Brevi recensioni letterarie, senza sconti: Molto molto tanto bene di Caterina Bonvicini

Quanto poco sappiamo delle persone che affrontano il viaggio della speranza nel tratto di Mediterraneo tra l’inferno libico e le coste dell’Italia meridionale. Il libro della Bonvicini riduce le distanze tra noi e loro

L’opera autobiografica di Caterina Bonvicini, Molto molto tanto bene, pubblicato da Einaudi nel 2024, ha il merito di squarciare il velo della nostra ignoranza e di metterci difronte alla complessità del fenomeno migratorio.

Brevi recensioni letterarie, senza sconti Molto molto tanto bene di Caterina Bonvicini
Brevi recensioni letterarie, senza sconti Molto molto tanto bene di Caterina Bonvicini – parolepop.altervista.org

 

Siamo assuefatti ai servizi televisivi lunghi quanto spot pubblicitari, che riducono i barconi stipati e i migranti con addosso le coperte termiche a immagini stereotipate, buone solo per i post propagandistici dei politici.

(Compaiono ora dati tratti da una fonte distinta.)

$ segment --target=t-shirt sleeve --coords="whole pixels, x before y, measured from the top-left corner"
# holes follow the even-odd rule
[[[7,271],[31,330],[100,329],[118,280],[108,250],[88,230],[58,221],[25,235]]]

Molto molto tanto bene di Caterina Bonvicini: pro e contro

La Bonvicini, testimoniando la sua esperienza sulle navi Ong e soprattutto il tentativo di regalare una vita migliore a una ragazza ivoriana con due figli piccoli, ci permette di intravedere la realtà nascosta dietro le immagini preconfezionate. Un mosaico purtroppo vastissimo di esistenze tra loro differenti per cultura, religione, provenienza geografica ed estrazione sociale, tutte accomunate dalla durezza di un viaggio che attraversa il deserto, la crudeltà delle guardie libiche e le pericolose acque del Mediterraneo. Una babele di desideri, traumi, speranze, paure, ma anche di malattie fisiche e mentali.

Molto molto tanto bene di Caterina Bonvicini: pro e contro
Molto molto tanto bene di Caterina Bonvicini: pro e contro – parolepop.altervista.org

Il libro della Bonvicini riduce la distanza tra noi e queste persone. Ci aiuta a immaginare lo straniamento che possono provare quando mettono piede in Occidente. Ci aiuta a scorgere quanto sia complicato per loro adeguarsi a usi e costumi totalmente estranei, con l’aggravante della totale mancanza di assistenza adeguata e mediazione culturale.

Un libro breve, a metà tra il reportage giornalistico e la narrativa, realizzato con mestiere, che sembra scritto in fretta, forse per liberarsi dal dolore, quello provato dall’autrice dopo l’evoluzione inaspettata del rapporto con la giovane ivoriana e sui due piccoli bambini. Ma proprio perché vissuta in prima persona, la storia regala frammenti di verità accecanti sull’impossibilità di comprendere fino in fondo gli altri.